THE PRINTED MATTER bookshop and event space in New York is hosting on exhibition of publications produced by the graphic designer and artist Dave King between 1977 and 2019 – including many materials reflecting King’s extensive work in the punk counterculture.
As well as being a member of the band Sleeping Dogs, King is particularly well known in anarchist punk circles for designing the striking circular logo which first adorned the cover of Penny Rimbaud’s 1977 samizdat Reality Asylum, and which was later adopted as the ‘Crass logo’ and which became central to the band’s iconography.
A second printing of the book David King Publications 1977–2019 and a new commemorative silk-screened poster have been produced to coincide with the exhibition.
The exhibition was previously on display late last year at the San Francisco Centre for the Book.
David King Publications 1977-2019. Printed Matter. 231 11th Ave, New York City. 5 June to 24 August 2025. https://www.printedmatter.org/

The exhibition was launched yesterday (6 June) with an event at which the exhibtion’s curators, Luca Antonucci and Matt Borruso, were joined in conversation by author and professor Sukhdev Sandhu, to discuss King’s artistry.
Perhaps best known as the creator of the Crass symbol, the iconic cross and two-headed serpent motif he created in 1977, David King was also a core member of the New York band Arsenal, and later on, the San Francisco-based bands Sleeping Dogs and Brain Rust. His connection to the wider underground music scene was a driving force for much of his creative work between 1977–1988 as King generated hundreds of show flyers, and created logos, brand identities, and posters for New York and San Francisco nightclubs. King’s work also encompassed a mix of drawing, photography, sculpture, film, video, and radio plays, with his practice moving freely between these interests and mediums.
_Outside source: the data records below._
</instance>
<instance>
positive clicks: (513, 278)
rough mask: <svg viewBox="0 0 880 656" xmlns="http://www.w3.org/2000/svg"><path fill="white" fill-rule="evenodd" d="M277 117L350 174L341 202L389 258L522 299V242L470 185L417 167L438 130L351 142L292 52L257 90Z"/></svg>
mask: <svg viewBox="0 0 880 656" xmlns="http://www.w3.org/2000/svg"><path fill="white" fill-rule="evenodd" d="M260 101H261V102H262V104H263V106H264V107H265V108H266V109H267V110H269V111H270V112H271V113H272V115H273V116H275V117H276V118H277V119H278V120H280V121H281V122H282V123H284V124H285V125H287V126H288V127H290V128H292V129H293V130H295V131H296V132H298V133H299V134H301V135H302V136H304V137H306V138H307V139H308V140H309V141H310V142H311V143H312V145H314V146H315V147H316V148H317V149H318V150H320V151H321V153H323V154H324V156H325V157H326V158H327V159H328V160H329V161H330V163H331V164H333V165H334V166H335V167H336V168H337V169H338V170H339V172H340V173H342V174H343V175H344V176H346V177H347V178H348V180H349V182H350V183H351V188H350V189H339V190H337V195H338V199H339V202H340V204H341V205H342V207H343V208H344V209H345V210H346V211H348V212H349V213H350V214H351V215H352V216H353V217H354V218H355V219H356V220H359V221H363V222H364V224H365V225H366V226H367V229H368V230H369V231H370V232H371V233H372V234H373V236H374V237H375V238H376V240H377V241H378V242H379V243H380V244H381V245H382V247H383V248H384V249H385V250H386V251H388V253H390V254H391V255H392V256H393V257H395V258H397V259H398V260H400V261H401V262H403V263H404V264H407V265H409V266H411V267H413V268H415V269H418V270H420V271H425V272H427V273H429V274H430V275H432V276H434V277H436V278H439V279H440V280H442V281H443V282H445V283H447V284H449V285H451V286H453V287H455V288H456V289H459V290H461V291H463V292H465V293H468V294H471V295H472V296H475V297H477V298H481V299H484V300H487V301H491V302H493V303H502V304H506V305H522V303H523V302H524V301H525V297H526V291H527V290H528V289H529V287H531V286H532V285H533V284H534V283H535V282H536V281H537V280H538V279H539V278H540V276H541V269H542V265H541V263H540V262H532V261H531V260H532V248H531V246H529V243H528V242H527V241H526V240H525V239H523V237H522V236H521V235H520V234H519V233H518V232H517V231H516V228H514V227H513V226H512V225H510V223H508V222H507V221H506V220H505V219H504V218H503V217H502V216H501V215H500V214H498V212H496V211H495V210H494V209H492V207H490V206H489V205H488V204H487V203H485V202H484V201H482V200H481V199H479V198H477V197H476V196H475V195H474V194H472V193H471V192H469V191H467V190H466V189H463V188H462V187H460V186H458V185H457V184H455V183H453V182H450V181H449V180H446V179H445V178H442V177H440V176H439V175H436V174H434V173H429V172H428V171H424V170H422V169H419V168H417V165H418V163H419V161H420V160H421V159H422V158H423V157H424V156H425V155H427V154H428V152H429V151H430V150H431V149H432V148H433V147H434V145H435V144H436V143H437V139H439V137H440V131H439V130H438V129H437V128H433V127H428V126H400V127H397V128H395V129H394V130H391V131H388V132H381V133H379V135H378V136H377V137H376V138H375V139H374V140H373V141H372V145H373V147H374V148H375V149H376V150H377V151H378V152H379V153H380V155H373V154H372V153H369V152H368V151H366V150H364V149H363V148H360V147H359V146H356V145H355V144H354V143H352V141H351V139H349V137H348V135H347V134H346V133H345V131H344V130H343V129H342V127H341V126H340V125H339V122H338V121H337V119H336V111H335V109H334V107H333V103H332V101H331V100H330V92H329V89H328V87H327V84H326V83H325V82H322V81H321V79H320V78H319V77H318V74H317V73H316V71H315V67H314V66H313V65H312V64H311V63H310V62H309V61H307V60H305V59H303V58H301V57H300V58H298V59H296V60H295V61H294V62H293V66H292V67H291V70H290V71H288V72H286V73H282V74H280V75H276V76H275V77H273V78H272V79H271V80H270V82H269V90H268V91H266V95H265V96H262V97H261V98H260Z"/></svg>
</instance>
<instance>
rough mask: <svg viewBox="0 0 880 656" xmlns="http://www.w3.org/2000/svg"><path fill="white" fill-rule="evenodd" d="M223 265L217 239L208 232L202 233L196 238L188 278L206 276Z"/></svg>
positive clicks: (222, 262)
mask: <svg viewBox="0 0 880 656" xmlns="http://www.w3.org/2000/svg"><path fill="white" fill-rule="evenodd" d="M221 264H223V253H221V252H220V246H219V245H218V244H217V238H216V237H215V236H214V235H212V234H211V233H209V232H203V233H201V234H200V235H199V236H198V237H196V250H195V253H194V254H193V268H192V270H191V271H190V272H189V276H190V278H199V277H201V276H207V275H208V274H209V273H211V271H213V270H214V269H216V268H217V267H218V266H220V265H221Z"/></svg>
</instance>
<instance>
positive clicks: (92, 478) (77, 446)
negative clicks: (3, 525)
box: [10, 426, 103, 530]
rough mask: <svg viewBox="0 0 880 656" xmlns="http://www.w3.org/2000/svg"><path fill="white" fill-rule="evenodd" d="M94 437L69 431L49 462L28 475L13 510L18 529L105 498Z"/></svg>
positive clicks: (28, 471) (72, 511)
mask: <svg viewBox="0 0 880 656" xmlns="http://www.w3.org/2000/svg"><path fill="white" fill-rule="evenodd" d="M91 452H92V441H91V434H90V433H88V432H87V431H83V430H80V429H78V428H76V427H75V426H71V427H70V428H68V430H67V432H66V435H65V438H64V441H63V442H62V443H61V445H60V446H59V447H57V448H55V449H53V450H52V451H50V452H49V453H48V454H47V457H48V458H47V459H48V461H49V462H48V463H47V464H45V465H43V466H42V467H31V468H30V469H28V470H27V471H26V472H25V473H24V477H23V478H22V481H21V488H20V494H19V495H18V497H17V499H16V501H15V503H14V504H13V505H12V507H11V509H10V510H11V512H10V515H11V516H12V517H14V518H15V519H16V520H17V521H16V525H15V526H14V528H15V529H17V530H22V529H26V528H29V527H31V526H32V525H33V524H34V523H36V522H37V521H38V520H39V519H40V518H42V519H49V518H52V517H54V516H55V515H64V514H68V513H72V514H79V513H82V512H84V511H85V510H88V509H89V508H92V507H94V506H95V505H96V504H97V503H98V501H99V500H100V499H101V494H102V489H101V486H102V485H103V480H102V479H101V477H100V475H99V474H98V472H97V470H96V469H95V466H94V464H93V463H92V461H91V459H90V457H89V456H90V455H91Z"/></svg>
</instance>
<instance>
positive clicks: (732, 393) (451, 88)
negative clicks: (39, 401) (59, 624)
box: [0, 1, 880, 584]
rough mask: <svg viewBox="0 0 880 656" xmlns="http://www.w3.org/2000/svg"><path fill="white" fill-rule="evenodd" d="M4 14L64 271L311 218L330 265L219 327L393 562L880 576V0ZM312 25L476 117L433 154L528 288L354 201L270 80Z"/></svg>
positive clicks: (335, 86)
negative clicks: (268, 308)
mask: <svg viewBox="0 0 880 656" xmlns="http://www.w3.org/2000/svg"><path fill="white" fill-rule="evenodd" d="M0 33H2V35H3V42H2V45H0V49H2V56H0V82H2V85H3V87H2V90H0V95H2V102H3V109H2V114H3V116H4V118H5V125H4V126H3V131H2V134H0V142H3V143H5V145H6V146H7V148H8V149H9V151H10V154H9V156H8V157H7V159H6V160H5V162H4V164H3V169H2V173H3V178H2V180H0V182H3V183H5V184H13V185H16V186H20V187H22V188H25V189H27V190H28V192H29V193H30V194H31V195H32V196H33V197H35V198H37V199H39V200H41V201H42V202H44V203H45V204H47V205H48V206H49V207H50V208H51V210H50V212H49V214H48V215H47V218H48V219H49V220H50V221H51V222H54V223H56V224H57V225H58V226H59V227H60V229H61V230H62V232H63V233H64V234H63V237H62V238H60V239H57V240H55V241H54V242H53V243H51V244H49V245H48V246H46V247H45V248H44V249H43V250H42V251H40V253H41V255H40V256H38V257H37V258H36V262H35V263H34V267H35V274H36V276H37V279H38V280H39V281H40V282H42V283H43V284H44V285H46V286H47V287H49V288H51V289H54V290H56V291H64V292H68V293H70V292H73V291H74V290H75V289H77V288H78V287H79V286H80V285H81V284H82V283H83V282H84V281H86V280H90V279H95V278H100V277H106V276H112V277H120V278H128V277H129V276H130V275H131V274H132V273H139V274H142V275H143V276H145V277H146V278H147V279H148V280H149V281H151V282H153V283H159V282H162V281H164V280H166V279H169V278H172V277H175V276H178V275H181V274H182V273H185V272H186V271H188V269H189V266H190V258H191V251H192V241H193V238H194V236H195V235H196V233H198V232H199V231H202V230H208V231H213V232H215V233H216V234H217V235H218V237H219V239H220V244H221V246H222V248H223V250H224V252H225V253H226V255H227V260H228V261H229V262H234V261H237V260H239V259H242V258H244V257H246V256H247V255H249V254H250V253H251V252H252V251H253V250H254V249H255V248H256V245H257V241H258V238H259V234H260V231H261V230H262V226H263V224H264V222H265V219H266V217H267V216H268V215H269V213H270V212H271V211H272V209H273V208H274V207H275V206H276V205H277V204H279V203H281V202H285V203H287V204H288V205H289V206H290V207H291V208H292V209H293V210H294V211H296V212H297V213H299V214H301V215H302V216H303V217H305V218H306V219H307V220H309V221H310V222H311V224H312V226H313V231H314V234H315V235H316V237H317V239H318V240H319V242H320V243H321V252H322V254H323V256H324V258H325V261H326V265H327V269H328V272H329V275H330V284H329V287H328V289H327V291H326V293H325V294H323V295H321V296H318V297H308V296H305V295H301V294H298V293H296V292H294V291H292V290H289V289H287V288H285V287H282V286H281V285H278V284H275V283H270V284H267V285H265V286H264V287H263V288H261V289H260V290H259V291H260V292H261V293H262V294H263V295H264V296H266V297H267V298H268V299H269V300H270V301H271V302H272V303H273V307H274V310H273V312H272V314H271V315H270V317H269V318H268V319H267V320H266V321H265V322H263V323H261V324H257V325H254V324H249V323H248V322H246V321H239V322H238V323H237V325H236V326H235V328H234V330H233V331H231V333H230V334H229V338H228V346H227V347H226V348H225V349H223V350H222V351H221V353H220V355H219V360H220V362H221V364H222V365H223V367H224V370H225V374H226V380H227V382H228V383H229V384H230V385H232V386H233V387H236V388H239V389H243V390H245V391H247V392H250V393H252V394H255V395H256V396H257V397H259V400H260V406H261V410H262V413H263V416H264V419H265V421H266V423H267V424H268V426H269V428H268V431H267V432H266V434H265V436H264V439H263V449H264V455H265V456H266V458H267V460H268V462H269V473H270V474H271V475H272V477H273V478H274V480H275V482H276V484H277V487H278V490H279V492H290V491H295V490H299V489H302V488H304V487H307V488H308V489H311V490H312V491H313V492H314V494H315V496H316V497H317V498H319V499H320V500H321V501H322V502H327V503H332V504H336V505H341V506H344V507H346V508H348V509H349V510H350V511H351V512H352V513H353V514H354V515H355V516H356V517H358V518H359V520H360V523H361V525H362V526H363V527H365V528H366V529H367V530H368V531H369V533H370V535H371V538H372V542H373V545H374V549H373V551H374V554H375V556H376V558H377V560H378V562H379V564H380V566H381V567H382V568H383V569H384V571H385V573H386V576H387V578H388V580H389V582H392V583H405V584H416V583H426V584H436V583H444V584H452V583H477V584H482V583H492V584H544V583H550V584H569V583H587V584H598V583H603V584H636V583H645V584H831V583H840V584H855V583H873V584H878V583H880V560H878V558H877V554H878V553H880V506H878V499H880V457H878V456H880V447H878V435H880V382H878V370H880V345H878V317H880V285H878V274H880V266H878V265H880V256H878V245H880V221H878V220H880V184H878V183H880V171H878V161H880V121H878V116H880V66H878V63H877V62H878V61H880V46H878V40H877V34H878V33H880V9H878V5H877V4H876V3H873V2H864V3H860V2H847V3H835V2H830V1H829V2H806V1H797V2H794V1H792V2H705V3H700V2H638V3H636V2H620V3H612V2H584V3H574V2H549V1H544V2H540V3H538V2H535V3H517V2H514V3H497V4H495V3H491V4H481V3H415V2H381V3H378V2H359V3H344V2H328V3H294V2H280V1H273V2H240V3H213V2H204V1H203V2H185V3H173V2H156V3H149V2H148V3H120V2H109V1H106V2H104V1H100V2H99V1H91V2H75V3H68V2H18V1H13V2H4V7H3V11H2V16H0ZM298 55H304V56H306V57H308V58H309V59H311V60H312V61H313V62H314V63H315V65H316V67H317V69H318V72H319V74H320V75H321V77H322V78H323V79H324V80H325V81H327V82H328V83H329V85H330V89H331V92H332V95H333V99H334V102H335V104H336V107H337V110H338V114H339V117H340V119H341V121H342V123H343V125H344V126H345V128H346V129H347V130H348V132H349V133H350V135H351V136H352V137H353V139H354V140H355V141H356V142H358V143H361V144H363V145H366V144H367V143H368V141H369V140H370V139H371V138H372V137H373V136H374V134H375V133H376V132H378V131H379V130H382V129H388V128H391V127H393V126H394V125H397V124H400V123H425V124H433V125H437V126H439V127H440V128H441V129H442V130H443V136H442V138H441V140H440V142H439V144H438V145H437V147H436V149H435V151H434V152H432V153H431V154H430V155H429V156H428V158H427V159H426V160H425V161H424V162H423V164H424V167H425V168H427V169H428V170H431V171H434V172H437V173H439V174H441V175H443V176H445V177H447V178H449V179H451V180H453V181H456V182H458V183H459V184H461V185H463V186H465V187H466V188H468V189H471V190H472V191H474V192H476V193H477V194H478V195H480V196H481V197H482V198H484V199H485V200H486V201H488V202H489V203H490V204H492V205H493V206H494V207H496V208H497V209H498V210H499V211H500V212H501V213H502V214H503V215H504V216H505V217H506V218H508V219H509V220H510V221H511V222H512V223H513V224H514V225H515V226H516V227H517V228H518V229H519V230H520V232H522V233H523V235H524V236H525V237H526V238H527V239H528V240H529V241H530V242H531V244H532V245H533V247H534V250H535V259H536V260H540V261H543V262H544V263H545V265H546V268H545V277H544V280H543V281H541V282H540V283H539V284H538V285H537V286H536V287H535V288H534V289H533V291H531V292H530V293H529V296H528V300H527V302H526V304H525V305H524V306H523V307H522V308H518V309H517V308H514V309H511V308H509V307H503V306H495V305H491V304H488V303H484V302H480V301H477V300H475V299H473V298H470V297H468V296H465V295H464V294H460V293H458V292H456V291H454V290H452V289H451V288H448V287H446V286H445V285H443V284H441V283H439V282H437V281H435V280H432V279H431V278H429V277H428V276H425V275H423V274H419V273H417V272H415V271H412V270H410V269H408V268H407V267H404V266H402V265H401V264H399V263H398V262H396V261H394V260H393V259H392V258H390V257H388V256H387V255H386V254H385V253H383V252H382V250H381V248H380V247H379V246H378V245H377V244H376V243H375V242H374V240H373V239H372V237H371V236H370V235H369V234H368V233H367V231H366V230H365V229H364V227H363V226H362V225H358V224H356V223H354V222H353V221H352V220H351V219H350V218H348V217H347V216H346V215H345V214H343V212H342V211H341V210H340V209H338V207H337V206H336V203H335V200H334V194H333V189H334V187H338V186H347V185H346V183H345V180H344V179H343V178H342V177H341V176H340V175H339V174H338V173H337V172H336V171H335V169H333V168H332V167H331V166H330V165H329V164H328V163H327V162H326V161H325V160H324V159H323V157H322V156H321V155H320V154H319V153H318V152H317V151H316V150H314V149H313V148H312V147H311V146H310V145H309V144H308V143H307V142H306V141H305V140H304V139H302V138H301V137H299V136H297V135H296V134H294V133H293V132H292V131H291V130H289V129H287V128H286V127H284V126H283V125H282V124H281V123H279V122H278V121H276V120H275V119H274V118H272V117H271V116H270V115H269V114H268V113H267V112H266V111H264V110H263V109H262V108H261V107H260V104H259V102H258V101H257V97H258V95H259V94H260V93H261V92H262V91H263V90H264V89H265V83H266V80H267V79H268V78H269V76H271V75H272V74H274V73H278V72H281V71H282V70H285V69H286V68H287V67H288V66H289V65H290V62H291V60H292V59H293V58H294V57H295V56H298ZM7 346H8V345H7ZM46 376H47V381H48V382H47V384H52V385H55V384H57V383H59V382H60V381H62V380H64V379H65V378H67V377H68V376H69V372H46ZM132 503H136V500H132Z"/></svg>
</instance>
The exhibition includes dozens of photocopied and offset zines alongside numerous original paste-ups that King began making after he relocated to San Francisco in 1980. He produced these cheaply-made zines as a way to move through his graphic design concepts—stapling together a few letter-sized pages with minimal text and juxtaposed images that he drew from mainstream periodicals like National Geographic and the San Francisco Chronicle. This practice evolved into a robust yet obscure publishing output that varied widely in subject matter and approach, featuring dystopian science fiction zines indebted to J.G. Ballard (Suburbs of Hell), collaborative works made using mail art practices (Too Many Zombies; No. One), and projects that reflected the politics and anarcho punk aesthetics of his bands (Sleeping Dogs #1 and #2).
Also on view are a selection of King’s self-published idiosyncratic books, which he began to produce in the early 2000s through online print-on-demand services. Published under his imprint MoST Books (Museum of Small Things), King issued dozens of brief volumes in editions of only a couple copies each, a series of wide-ranging explorations on topics that included rock formations in early Western films, masked film characters, and comic book heroes. The works drew on his sprawling collections of peculiar objects and printed materials that he diligently accumulated and photographed, as well as the cut-and-paste scrapbooks that he created over decades. Toward the end of his life, King grew more involved in small DIY publishing communities, bringing about a wave of book projects that assembled the work he had been creating for decades, but that was far less known than the Crass symbol. Several publications on his graphic design and photography released through Colpa Press, &Pens, Goteblüd, and Gingko Press/ Kill Yr Idols are included in the exhibition and available for purchase.
David King Publications 1977–2019, co-published by Colpa Press and San Francisco Center for the Book, is now in its second printing and is available for purchase through Printed Matter.
On the occasion of the exhibition, Printed Matter and the David King Estate have produced a new screenprinted exhibition poster, reproducing King’s iconic illustration created for his band Sleeping Dogs. Printed in Los Angeles by Kol-Bee.
This exhibition is made possible with the cooperation of the David King Estate and supported, in part, by public funds from the New York City Department of Cultural Affairs in partnership with City Council, and the New York State Council on the Arts.
A version of this exhibition was first developed by Antonucci and Borruso for the San Francisco Center for the Book, presented October 25–December 22, 2024, and an accompanying book David King Publications 1977–2019 was published on occasion of the show, with both initiatives supported in part by a grant from the National Endowment for the Arts.